Cranberries Cranberries Cranberries!

Here are three different cranberry relishes that add brightness, color and flavor to your thanksgiving table, or anytime! 

NOTE: In Any of these recipes you can use fresh or frozen cranberries. If using frozen, place them in a colander and run cool water on them  to remove any ice crystals. Drain well. 

Three different cranberry sauces made with goodies delivered from Field Goods

Cranberry-Balsamic Compote
This sweet and sour relish is my family’s favorite. The maple and balsamic tame the cranberries just enough, while the chunky texture is delicious with everything on that Thanksgiving plate, from turkey and stuffing to sweet potatoes and brussels sprouts 

2 tablespoons butter

1 cup pearl onions, peeled (or small diced onions)

1 12 oz bag cranberries

1 cup dried cranberries or raisins

1/2 cup brown sugar

½ cup maple syrup

1/4 cup balsamic vinegar

1/4 cup red wine

1/2 cup water

1 tablespoon fresh rosemary, minced

1 teaspoon salt

black pepper to taste

Cranberries, sweet onions, balsamic maple syrup and rosemary will make this the star of your table!



1. Saute the onions in butter until just golden around the edges. Season with salt and pepper.

Add the brown sugar, maple syrup, balsamic, red wine and water and bring to medium boil.

Stir in the cranberries, dried cranberries and rosemary

Cook at medium heat for about 15- minutes, until it all begins to caramelize. 

Stir, remove from heat and allow to cool before serving.
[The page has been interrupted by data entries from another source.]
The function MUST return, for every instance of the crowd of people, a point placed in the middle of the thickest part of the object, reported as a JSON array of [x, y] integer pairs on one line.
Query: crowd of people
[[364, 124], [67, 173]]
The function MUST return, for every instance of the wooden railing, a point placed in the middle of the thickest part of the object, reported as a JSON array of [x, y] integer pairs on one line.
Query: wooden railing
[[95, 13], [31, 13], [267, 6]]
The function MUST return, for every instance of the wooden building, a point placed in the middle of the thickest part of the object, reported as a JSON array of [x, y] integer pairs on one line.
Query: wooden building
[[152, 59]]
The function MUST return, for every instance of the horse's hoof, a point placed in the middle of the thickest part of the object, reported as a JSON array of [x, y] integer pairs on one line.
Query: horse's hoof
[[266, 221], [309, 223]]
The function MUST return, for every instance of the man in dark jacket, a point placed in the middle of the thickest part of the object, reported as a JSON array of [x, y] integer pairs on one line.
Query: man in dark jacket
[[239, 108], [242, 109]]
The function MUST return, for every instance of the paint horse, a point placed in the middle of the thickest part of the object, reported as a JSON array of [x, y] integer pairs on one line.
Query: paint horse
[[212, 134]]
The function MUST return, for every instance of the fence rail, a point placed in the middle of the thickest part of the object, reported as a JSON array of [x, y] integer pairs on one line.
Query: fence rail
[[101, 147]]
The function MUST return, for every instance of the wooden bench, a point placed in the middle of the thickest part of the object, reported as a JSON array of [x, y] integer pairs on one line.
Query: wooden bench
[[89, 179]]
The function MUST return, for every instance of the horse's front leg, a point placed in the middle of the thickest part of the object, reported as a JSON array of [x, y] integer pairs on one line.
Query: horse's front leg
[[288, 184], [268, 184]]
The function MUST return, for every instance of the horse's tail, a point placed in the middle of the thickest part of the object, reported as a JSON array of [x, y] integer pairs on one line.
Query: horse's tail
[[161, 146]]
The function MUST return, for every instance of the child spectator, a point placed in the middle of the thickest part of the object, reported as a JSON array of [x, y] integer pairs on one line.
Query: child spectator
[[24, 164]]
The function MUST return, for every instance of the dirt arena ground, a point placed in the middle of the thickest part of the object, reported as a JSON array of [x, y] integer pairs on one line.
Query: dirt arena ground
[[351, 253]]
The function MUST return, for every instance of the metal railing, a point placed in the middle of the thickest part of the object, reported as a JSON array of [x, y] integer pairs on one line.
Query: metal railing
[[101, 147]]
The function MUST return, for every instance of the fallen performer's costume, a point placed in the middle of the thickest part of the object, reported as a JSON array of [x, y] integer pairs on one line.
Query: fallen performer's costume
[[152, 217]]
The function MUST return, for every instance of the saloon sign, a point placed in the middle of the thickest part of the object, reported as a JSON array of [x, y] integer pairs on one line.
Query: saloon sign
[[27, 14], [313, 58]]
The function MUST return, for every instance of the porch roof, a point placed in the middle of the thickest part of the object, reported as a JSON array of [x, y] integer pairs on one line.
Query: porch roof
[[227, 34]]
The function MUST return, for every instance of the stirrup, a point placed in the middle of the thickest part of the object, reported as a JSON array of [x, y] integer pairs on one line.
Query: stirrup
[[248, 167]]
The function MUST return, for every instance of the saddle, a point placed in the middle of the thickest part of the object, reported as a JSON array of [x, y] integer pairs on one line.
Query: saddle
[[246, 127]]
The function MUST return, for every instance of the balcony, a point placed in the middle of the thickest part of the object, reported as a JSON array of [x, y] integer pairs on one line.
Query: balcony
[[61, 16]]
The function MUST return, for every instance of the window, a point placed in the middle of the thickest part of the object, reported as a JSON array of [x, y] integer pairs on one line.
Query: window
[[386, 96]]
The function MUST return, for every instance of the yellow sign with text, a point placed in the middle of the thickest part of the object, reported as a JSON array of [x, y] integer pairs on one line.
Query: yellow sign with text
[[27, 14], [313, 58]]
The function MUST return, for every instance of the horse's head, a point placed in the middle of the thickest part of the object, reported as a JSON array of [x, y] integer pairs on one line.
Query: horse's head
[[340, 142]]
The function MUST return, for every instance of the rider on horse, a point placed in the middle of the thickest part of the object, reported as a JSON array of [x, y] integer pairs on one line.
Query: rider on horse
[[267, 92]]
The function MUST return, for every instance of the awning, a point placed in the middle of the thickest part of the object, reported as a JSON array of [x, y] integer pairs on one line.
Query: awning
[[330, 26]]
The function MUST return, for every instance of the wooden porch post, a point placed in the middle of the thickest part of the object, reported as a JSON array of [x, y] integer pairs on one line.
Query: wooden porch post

Stays fresh, refrigerated and covered for up to two weeks. 


Cranberry-Apple Chutney

This is a nice seasonal twist for you 2020 cranberries and beyond. This is also great on sandwiches! Just saying. The jalapeno is optional, but, man, it's so good.
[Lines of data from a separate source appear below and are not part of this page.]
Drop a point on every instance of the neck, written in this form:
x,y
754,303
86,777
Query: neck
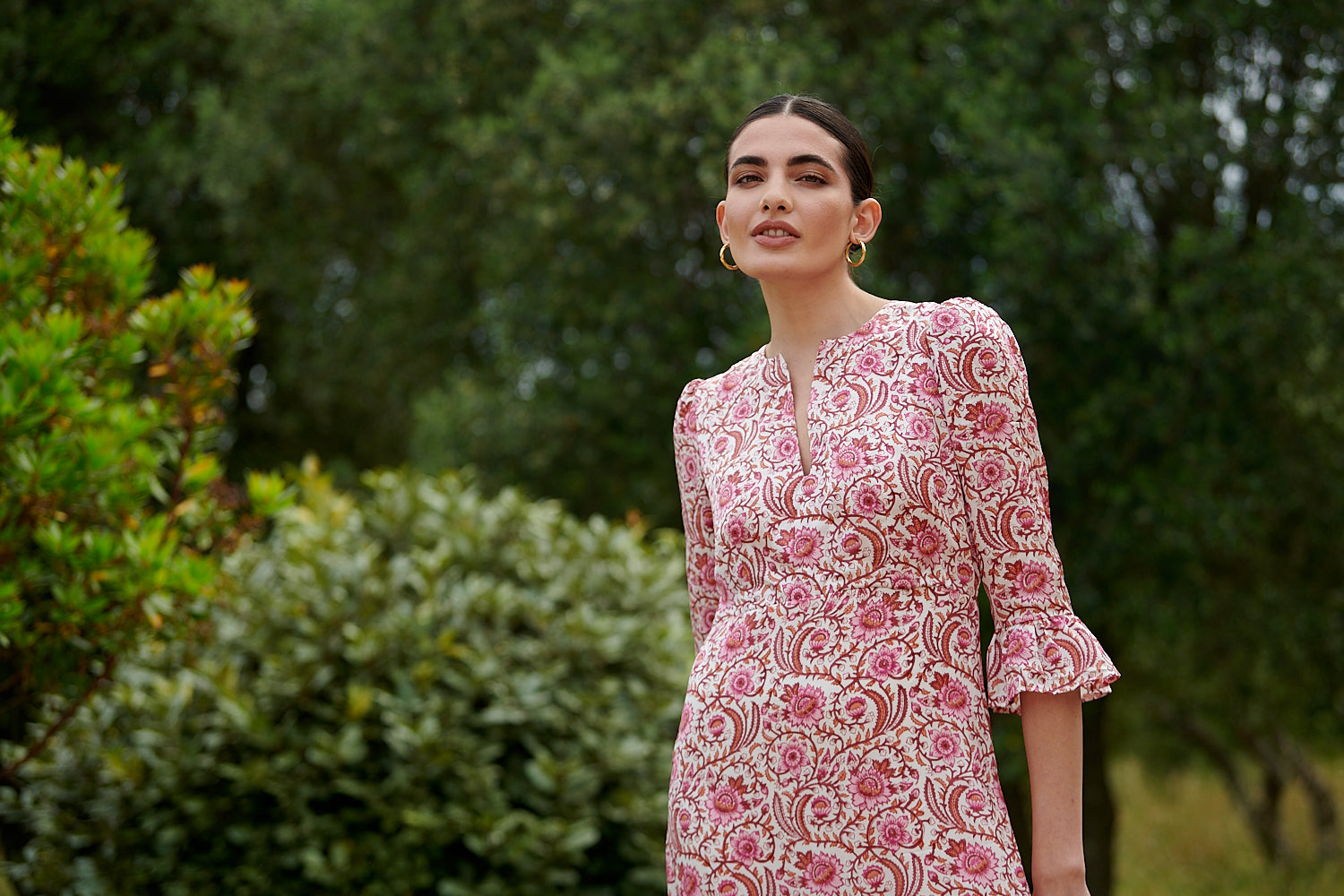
x,y
806,312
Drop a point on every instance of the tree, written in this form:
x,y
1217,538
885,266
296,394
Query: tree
x,y
113,508
424,689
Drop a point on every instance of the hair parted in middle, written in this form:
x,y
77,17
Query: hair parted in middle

1 12 ounce bag cranberries

2 tart apples, peeled and finely diced

1/2 medium jalapeño, split lengthwise, not cut up

2/3 cup packed light brown sugar

Zest of one orange

½ cup apple cider

6 tablespoons apple cider vinegar

generous pinch  ground cinnamon

generous ground dried ginger

scant pinch ground cloves

pinch salt

All of the flavors of fall in one great chutney! Eat this anytime!
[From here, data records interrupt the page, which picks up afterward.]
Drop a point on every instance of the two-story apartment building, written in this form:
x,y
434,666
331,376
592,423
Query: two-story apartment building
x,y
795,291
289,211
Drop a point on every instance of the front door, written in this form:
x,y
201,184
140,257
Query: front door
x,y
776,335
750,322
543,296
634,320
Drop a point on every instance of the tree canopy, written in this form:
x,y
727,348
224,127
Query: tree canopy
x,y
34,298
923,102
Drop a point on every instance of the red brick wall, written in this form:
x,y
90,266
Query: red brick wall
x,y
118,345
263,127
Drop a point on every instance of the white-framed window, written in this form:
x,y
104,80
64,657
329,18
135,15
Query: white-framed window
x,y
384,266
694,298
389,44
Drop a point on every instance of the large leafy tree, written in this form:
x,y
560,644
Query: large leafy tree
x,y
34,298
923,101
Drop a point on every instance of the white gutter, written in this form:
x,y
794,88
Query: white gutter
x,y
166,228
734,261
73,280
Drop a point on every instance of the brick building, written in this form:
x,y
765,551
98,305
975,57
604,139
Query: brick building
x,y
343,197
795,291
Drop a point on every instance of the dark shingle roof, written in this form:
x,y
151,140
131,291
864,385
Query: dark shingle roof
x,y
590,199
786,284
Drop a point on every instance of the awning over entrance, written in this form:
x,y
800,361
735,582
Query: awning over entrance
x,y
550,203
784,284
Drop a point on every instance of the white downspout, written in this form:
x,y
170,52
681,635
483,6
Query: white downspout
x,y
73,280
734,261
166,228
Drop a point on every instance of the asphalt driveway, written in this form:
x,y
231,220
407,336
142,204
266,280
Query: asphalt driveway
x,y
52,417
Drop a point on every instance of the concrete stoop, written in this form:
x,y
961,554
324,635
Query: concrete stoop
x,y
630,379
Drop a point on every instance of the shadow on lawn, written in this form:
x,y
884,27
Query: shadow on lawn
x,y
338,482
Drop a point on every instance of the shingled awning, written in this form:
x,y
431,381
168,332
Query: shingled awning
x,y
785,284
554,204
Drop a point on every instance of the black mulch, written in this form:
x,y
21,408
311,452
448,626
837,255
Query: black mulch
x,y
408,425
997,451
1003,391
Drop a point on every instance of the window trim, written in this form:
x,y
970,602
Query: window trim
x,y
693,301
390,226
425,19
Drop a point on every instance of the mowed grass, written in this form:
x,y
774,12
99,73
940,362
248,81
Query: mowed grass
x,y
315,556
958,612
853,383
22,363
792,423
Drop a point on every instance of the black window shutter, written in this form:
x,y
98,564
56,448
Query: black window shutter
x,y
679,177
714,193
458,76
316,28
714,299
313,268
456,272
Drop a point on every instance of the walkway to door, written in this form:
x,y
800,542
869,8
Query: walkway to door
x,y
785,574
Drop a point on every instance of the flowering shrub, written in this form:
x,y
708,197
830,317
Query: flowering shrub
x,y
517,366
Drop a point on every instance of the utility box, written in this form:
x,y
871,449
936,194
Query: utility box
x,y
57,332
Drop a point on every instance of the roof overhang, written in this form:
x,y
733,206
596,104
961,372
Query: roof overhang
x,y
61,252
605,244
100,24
Mix all the ingredients together in a large saucepan.

Cook over medium-high heat, stirring frequently, until the cranberries pop and begin to break down and release their juices, and the apple pieces are cooked through,  about 10 minutes or so. Remove the jalapeño beforer serving, or if your family is like mine, hop it up and fold it in to the sauce

Remove from heat and cool before serving



Basic Home Made Cranberry Sauce

This is not going to hold that “can” shape but … it’s really good! You can make it smooth by pureeing once it’s cooled a bit. It’s a simple family favorite.


1 c. sugar

1 c. water

1 (12-oz.) package fresh cranberries

3 tbls apricot jam (or orange marmalade if you wanns get fancy)

Pinch of salt


Skip the can! This is too easy! 


  • In a small saucepan over low heat, combine jam, sugar and water until sugar dissolves. Add cranberries and cook until they burst, 10 minutes. Stir in orange zest and a pinch of salt.

  • Remove saucepan from heat and let cool completely, then transfer to a resealable container and refrigerate.